Полушубок она понесла к дому, но, проходя мимо бани, не удержалась и зашла внутрь, чтобы накрыть им поверх одеяла того, застывшего, как его там… Он лежал в том же положении, в каком она его оставила: кисть одной руки неловко подвернута, а голова так повернулась набок, что заткнуло мякотью подушки одну ноздрю. Она поправила ему голову и руку. От прикосновения к руке вздрогнула — такая она была леденяще холодная. Да! Ведь он же промерз! Она тронула его колени и ступни: они были совсем ледяными.
И опять во всю свою непреодолимую силу заговорило сердце матери. Подчиняясь его могущественному велению, крепкие ноги Вилмы бегом понесли ее по тропинке к дому, а руки вынесли оттуда два пузырька. В одном из них был одеколон, в другом — спирт. Уже некогда было ей считаться с протестом, клокотавшим у нее внутри. Он был захлестнут состраданием, которое опять плотно отпечаталось на ее широком, загорелом лице, заполнив светлую глубину глаз и выдавив широкую вертикальную складку между бровями. И только ее мягкие губы, надавливая своими уголками на края щек, сохраняли такой вид, словно все еще выжидали повода для улыбки.
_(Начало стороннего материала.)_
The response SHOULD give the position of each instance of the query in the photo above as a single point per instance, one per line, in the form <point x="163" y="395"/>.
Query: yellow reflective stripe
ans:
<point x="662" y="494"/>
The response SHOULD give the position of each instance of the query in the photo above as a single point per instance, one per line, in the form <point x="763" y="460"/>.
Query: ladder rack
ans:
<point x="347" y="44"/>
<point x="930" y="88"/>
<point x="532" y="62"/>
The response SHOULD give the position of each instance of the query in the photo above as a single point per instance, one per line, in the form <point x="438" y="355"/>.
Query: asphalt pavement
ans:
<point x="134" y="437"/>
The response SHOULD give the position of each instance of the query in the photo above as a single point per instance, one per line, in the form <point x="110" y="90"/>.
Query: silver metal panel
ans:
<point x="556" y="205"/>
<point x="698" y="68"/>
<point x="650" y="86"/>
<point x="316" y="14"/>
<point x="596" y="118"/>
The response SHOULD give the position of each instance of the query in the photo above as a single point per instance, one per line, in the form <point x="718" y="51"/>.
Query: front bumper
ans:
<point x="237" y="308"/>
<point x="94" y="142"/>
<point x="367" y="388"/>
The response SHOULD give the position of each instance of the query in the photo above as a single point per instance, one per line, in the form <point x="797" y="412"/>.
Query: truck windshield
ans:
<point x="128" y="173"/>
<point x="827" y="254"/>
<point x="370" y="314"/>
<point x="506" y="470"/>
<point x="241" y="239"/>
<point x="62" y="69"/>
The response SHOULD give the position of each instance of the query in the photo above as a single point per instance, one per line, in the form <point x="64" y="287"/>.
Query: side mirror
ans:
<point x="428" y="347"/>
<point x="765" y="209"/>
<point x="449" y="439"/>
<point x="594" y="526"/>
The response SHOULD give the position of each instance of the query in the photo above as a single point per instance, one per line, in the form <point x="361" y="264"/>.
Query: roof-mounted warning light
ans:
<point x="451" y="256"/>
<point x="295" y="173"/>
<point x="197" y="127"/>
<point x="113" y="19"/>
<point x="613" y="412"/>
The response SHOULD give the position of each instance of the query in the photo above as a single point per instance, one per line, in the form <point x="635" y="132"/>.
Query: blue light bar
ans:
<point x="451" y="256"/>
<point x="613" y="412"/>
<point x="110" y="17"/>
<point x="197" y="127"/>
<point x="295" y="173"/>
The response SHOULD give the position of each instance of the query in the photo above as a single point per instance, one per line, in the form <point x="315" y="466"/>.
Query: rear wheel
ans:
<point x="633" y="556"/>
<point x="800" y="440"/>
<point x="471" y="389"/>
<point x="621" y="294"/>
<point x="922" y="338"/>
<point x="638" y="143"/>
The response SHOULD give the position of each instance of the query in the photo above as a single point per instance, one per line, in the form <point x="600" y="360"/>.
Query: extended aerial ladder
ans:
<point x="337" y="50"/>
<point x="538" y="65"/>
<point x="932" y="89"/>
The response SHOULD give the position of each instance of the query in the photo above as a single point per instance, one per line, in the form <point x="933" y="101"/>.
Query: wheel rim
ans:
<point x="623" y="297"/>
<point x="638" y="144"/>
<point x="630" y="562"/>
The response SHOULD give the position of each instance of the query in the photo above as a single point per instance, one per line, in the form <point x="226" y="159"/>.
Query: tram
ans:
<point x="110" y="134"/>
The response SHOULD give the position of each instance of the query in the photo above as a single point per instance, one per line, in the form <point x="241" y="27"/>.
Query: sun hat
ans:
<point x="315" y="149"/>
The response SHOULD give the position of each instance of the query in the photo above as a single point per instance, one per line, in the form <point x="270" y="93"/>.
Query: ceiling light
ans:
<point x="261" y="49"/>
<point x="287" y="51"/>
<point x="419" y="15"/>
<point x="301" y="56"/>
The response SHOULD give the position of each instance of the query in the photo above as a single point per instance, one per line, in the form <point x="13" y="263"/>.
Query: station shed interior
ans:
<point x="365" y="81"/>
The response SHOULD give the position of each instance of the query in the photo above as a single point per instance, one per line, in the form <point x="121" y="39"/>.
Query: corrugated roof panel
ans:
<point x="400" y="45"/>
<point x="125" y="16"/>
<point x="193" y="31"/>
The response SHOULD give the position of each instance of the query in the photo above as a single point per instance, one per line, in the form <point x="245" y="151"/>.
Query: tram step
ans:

Она сняла с него одеяло. О несчастный, что он себе наделал! Он почти совсем содрал повязку с ноги, ободрав кожу на вспухшей, воспаленной части повыше лодыжки. Повязка, охватывавшая бедро, тоже сползла, надорвав рану, которая перед этим так легко могла бы зажить. И на руке повязка тоже сместилась, вызвав кровотечение. Он теперь опять весь кровоточил, и только повязка на груди, кажется, осталась непотревоженной.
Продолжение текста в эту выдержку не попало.